An algorithm was developed and implemented that can detect and analyse critical mutations of the coronavirus genome in very large gene sequence datasets, such as the GISAID dataset with currently around 300000 coronavirus gene sequences from all over the world, in a very short time and is therefore suitable for real-time tracking. In this way, (i) mutations with which the virus adapts to humans or evades countermeasures (such as vaccinations) and (ii) the emergence of new virus variants through recombination can be automatically detected. The knowledge gained in this way is on the one hand very useful for the further development and adaptation of vaccines, and on the other hand helps to detect the emergence of new variants of the coronavirus at an early stage and to assess their relevance so that their dangerousness can then be tested in laboratory experiments.

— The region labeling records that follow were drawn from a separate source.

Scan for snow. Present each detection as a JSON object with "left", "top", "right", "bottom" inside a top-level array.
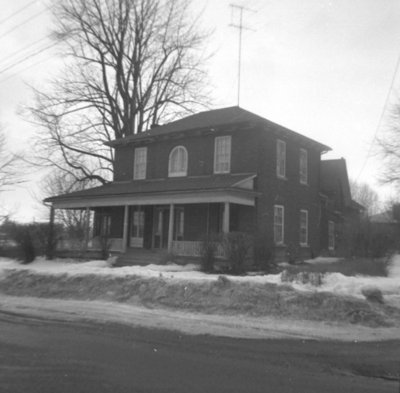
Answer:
[
  {"left": 304, "top": 257, "right": 342, "bottom": 265},
  {"left": 0, "top": 255, "right": 400, "bottom": 307}
]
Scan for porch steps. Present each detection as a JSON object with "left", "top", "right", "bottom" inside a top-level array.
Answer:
[{"left": 114, "top": 248, "right": 165, "bottom": 267}]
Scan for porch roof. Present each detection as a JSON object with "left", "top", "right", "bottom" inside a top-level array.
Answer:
[{"left": 45, "top": 173, "right": 256, "bottom": 208}]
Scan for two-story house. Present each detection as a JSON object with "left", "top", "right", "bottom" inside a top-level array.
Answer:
[{"left": 46, "top": 107, "right": 340, "bottom": 256}]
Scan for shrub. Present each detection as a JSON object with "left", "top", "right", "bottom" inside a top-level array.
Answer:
[
  {"left": 253, "top": 234, "right": 275, "bottom": 272},
  {"left": 99, "top": 235, "right": 111, "bottom": 261},
  {"left": 200, "top": 235, "right": 218, "bottom": 273},
  {"left": 361, "top": 287, "right": 383, "bottom": 304},
  {"left": 223, "top": 232, "right": 253, "bottom": 274},
  {"left": 13, "top": 225, "right": 36, "bottom": 264},
  {"left": 159, "top": 251, "right": 178, "bottom": 265}
]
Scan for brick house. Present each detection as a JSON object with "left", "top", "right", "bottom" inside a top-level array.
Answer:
[{"left": 46, "top": 107, "right": 360, "bottom": 258}]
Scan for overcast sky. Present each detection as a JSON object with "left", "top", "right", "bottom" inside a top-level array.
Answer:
[{"left": 0, "top": 0, "right": 400, "bottom": 221}]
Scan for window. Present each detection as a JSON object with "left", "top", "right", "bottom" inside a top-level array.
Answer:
[
  {"left": 276, "top": 139, "right": 286, "bottom": 178},
  {"left": 168, "top": 146, "right": 188, "bottom": 177},
  {"left": 214, "top": 135, "right": 232, "bottom": 173},
  {"left": 131, "top": 206, "right": 144, "bottom": 238},
  {"left": 94, "top": 213, "right": 111, "bottom": 237},
  {"left": 133, "top": 147, "right": 147, "bottom": 180},
  {"left": 328, "top": 221, "right": 335, "bottom": 250},
  {"left": 300, "top": 210, "right": 308, "bottom": 246},
  {"left": 274, "top": 205, "right": 285, "bottom": 244},
  {"left": 174, "top": 207, "right": 185, "bottom": 240},
  {"left": 300, "top": 149, "right": 308, "bottom": 184}
]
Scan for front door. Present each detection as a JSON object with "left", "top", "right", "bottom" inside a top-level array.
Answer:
[
  {"left": 129, "top": 206, "right": 144, "bottom": 248},
  {"left": 154, "top": 207, "right": 169, "bottom": 248}
]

An important advantage of the novel topological methods used in this project compared to the usual standard methods in bioinformatics is that the resulting algorithms are already optimised by design for the above-mentioned applications and can therefore process the large and, in the further course of the pandemic, constantly growing data volumes of coronavirus gene sequences in the first place, and then reliably and in a very short time. This is important for the most comprehensive real-time tracking of the worldwide pandemic. In the long term, the methods developed in this project can also be used in pandemic prevention for other virus species (e.g. influenza).